What’s it rated? R—again. Why? This time for just two f-words and a derogatory sexual term used as an insult by the father against his son during a mumbled moment of grouchiness. Reportedly, the MPAA ratings board allows up to three f-words in a PG-13 movie if they’re not used in a sexual context, and in Nebraska these words are not sexual.

That means Payne and his team lost a PG-13 rating over the use of the one insult, which could have been changed to any number of other derogatory terms that were less offensive yet still strong. When we asked about his decision, Payne was defiant.

“You can barely hear that word,” he says. “That’s why I went to appeal to the MPAA and said, ‘Really? Really? This movie is as innocent as The Andy Griffith Show. The rest of the world is gonna laugh at you.’”

Why not change the word?

“No. I’m not gonna cave to any censorship, ever,” Payne says. “My contract allows an R. The film is what it is. That’s ironclad. On the other hand, it means people up to 16 aren’t going to get to see it, but how many through age 16 are going to seek it out anyway? It means they’re concerned the more conservative adults who shy away from any R-rated film, but so be it—you can’t make everyone happy. We asked them, ‘Why not put “PG-13 for some language”?’  They said, ‘No, no, we can’t do that.’ You can say, ‘Eat Pray Love had two fs in it, and that got a PG-13.’ And they say, ‘And we heard about it.’”

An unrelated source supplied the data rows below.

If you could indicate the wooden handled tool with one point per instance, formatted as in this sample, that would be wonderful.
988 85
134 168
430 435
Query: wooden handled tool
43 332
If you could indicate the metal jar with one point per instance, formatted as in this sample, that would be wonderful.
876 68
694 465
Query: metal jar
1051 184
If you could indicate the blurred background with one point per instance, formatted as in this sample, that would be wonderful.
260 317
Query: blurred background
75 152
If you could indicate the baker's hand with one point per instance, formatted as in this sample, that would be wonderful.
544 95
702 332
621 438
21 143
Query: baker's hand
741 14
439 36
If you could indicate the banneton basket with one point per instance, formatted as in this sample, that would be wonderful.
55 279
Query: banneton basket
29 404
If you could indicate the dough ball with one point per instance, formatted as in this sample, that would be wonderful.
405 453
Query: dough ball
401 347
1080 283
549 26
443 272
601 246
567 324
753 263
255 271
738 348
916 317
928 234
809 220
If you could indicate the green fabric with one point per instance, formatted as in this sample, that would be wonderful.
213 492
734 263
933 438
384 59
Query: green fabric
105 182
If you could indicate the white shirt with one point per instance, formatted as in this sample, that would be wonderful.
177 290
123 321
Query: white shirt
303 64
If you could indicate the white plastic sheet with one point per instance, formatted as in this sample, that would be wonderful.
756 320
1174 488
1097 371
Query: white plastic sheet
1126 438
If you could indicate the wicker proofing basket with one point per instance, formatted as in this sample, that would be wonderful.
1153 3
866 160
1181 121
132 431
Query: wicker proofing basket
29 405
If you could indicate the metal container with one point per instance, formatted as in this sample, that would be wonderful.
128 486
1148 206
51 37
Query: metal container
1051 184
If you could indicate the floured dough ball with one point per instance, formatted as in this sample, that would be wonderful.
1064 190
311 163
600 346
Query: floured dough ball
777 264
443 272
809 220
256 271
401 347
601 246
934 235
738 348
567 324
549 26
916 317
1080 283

Meanwhile, Nebraska’s top two producers, Ron Yerxa and Albert Berger, are frustrated by the standoff.

“It’s incredibly frustrating,” Berger admits. “This movie should appeal very much to families as Little Miss Sunshine did, and that was a much harder R than this. It says right on the Nebraska poster that the rating is for ‘some language.’ And, you know, if he had said, ‘You little s—head,’ same intent, it wouldn’t have gotten an R. There should be a warning instead that it’s ‘Devoid of all sexual content.’”

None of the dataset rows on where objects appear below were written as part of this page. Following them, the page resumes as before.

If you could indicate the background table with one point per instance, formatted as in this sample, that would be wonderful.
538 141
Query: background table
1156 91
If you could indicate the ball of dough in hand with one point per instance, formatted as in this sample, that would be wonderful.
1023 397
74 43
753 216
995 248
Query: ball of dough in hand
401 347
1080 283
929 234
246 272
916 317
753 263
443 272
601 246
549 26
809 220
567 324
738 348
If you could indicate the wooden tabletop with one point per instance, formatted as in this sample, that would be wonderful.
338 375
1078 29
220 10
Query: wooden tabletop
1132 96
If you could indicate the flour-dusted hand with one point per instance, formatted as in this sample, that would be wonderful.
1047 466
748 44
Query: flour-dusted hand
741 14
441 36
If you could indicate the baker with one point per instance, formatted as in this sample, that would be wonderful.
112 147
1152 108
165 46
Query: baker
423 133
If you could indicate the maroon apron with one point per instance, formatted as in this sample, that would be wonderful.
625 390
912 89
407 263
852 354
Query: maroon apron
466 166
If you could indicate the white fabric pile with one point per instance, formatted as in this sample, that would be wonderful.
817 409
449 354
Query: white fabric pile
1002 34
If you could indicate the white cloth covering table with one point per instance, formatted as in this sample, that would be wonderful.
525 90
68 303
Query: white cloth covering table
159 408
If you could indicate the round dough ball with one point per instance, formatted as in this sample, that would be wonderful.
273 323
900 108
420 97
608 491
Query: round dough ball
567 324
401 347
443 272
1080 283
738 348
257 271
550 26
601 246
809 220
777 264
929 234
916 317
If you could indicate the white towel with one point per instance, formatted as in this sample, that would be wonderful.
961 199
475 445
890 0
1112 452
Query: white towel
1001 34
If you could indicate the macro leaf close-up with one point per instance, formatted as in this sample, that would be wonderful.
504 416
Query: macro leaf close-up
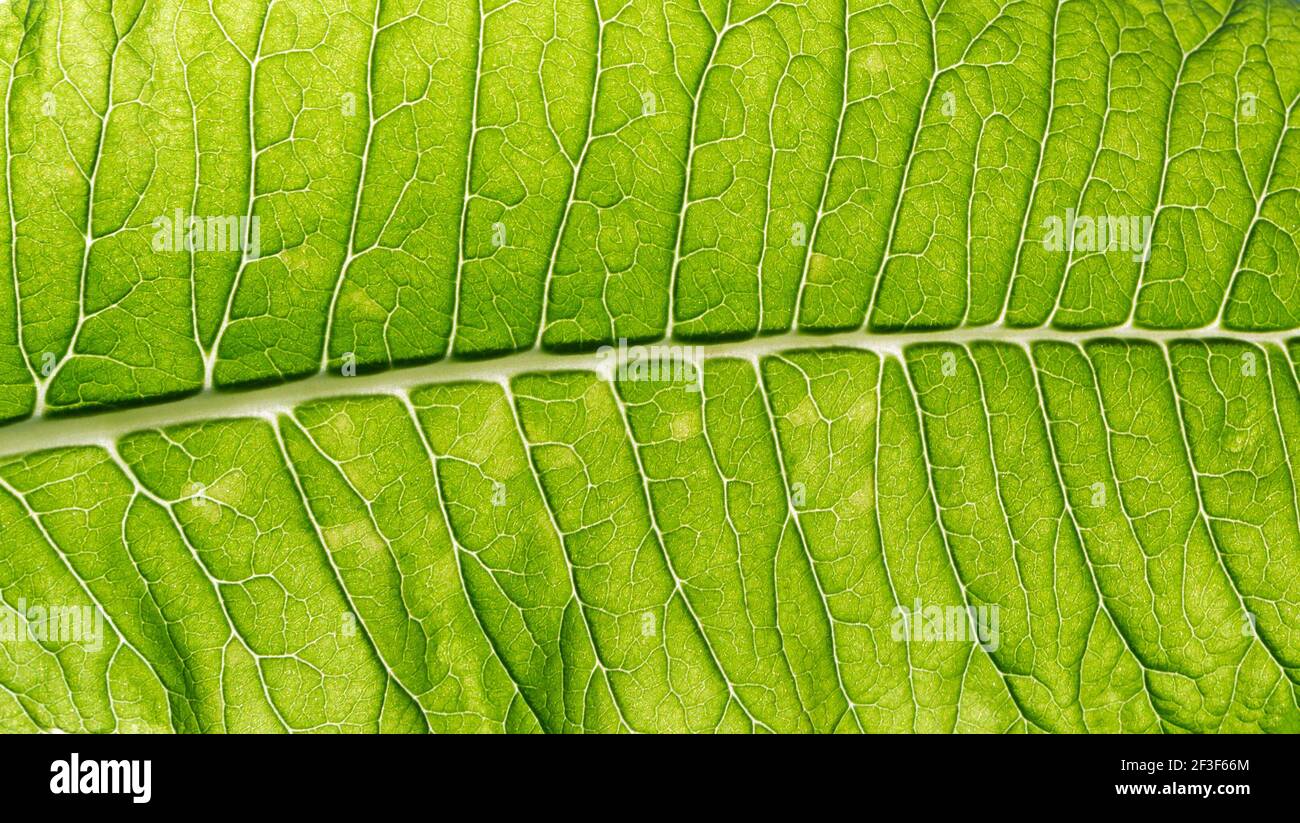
650 365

“It really puts a spotlight on the ratings system,” Yerxa adds, “because there’s no sexual content in the whole movie, and no violence. Then you have a movie like The Social Network. It’s a wonderful movie, but there’s coke being snorted off a woman’s body, so what kind of hypocrisy is that? And the violence in a lot of movies—what does it say about the ratings board?”

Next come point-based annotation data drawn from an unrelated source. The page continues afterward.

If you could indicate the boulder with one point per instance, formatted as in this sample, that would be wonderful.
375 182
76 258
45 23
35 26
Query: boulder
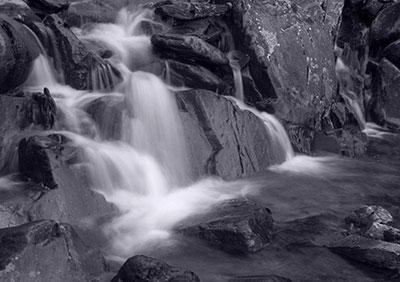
82 69
290 44
223 139
18 49
145 269
392 53
235 226
370 251
181 10
38 155
46 251
386 26
190 48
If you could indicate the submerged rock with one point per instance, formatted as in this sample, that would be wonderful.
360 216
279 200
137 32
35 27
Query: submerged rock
224 140
191 48
373 252
189 11
145 269
235 226
37 157
18 49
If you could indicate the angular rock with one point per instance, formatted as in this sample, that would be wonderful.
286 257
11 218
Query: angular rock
191 48
46 7
290 44
392 53
373 252
235 226
145 269
222 139
37 156
367 215
18 49
189 11
270 278
82 69
32 252
386 26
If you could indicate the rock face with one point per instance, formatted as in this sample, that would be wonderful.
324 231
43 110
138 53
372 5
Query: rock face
145 269
28 250
236 226
291 49
74 60
220 136
18 49
376 253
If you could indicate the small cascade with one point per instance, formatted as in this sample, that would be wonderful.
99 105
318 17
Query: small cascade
283 149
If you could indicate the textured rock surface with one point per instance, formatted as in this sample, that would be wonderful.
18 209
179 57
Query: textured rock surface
222 139
376 253
28 250
18 49
145 269
236 226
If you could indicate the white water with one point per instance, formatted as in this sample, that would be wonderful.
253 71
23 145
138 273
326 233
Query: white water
143 173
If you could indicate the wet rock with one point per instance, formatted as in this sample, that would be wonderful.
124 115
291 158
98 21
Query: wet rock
373 252
37 157
222 139
18 49
291 50
191 48
392 53
367 215
46 7
107 112
189 11
235 226
386 27
82 69
270 278
32 252
145 269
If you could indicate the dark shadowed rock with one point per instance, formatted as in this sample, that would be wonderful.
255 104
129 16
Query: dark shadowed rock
46 251
145 269
290 44
46 7
189 11
373 252
191 48
82 69
255 278
37 157
222 139
392 53
386 27
235 226
18 49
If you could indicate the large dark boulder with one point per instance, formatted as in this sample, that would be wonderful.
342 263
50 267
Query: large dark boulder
190 11
191 48
235 226
145 269
373 252
291 48
386 27
18 49
82 69
44 251
223 139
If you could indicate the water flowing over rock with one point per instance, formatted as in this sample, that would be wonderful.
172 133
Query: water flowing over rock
145 269
18 49
235 226
220 136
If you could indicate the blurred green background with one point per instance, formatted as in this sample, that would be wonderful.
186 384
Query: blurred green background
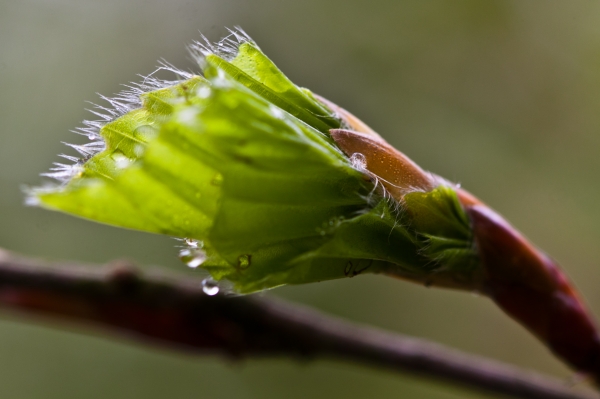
502 96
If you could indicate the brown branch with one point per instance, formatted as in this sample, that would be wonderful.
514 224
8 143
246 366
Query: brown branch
169 310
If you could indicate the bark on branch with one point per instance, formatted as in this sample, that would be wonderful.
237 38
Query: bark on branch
164 309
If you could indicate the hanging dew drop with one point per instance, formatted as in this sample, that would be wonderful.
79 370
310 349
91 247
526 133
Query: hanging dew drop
190 242
192 257
210 287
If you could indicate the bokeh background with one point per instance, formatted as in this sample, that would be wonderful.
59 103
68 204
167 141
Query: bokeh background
502 96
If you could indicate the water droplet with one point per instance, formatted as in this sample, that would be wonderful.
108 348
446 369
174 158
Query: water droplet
138 150
145 133
192 257
359 161
210 286
121 161
276 111
217 180
244 261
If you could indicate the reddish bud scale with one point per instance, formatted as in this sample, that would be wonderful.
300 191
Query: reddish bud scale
531 288
523 281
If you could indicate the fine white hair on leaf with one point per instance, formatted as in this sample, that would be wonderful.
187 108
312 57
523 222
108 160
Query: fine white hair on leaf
118 105
226 48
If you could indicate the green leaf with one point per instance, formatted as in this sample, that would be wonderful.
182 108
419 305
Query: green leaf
242 162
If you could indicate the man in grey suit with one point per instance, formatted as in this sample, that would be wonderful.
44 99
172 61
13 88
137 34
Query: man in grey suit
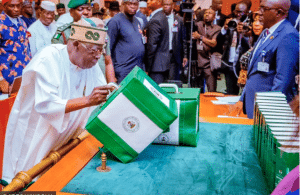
274 61
158 54
167 50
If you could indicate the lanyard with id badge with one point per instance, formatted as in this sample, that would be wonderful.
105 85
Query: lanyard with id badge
175 26
200 45
144 38
263 66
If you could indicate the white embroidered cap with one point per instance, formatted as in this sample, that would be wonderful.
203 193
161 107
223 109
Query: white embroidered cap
48 5
143 4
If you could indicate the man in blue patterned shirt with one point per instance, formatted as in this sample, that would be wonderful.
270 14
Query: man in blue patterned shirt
14 45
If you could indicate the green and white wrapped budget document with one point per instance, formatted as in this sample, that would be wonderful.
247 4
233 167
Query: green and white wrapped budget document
184 131
133 116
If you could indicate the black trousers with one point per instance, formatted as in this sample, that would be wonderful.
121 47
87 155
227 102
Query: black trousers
231 80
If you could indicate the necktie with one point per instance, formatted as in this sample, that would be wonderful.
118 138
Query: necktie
264 36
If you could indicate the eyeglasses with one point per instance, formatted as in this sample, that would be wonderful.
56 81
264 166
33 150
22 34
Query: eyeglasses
93 51
263 8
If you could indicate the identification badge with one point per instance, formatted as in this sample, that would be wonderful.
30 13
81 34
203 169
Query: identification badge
263 66
144 38
200 46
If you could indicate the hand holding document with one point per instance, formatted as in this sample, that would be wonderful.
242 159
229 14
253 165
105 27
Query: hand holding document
226 100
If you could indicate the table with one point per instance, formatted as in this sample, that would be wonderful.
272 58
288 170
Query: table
75 161
5 107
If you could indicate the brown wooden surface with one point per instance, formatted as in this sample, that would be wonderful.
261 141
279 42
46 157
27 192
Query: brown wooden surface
61 173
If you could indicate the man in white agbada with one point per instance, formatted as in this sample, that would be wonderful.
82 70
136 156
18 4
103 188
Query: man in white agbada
60 88
43 29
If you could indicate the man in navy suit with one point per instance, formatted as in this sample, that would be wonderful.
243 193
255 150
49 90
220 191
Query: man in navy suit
166 47
274 61
140 15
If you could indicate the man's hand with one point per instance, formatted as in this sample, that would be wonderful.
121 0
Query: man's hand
184 62
98 95
196 35
226 23
239 27
236 109
4 86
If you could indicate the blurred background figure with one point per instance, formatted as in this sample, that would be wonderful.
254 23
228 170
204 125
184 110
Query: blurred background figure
37 9
140 14
96 6
114 8
14 45
97 13
126 40
143 7
257 28
219 17
206 37
78 9
235 43
61 9
1 6
27 13
43 29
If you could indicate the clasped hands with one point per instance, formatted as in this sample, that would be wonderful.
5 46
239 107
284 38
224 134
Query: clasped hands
99 95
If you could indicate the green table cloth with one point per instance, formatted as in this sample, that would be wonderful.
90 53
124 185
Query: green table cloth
224 162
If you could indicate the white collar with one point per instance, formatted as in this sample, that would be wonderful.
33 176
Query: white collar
154 12
13 20
275 26
171 15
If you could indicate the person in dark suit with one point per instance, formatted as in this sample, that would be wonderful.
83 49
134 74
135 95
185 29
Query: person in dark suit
140 16
206 35
219 18
158 54
177 41
234 44
166 47
274 61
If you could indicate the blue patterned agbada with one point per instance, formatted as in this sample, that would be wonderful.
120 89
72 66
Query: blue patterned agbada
14 48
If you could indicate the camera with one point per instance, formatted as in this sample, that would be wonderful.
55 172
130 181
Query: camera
232 24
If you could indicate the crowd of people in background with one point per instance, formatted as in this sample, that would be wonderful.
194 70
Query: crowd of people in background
155 35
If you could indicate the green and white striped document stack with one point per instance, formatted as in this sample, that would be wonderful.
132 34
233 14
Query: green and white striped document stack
275 141
133 116
184 131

That may be how the producers see it—and many people (except for Movieguide) may agree with them—but the question must be asked: Why can’t a talented filmmaker like Payne follow the tradition of his cinematic forefathers and simply not use any foul language at all?

Each year, Movieguide reviews every major movie nationally released in the United States. At the end of the year, we total up the box office numbers from each movie and find out what amount of foul language, sex and nudity moviegoers preferred.

Year in and year out, the statistics from Movieguide’s annual report to the entertainment industry show that movies with no foul language at all—not even just one light obscenity or one light profanity—earn the most money on average, by a significant amount. In fact, for the last three years alone, the more foul language in a movie, the worst it did at the box office!

  • 2012: $51.3 million (no obscenities or profanities) versus $42.2 (1-9), $34.7 (10-25) and $27.1 million (more than 25)
  • 2011: $47 million versus $32.2, $30.2 and $27.2 million
  • 2010: $50 million versus $47, $42 and $23 million

A lot of today’s filmmakers, critics and film scholars love to mock the old studio system and its code of decency, but maybe the heads of those studios knew what they were doing.

After all, are any of today’s movies truly better than the best of the Hollywood classic movies of yesteryear? Would Casablanca, The Sound of Music, It’s a Wonderful Life, Singing in the Rain, Vertigo, Citizen Kane or Ben-Hur really be better movies with a couple s-words thrown in, much less a few f-words?

Of course not!

Maybe it’s time for filmmakers like Alexander Payne and Richard Curtis to reconsider what kind of movies they’re making and stop cutting off their nose to spite their face.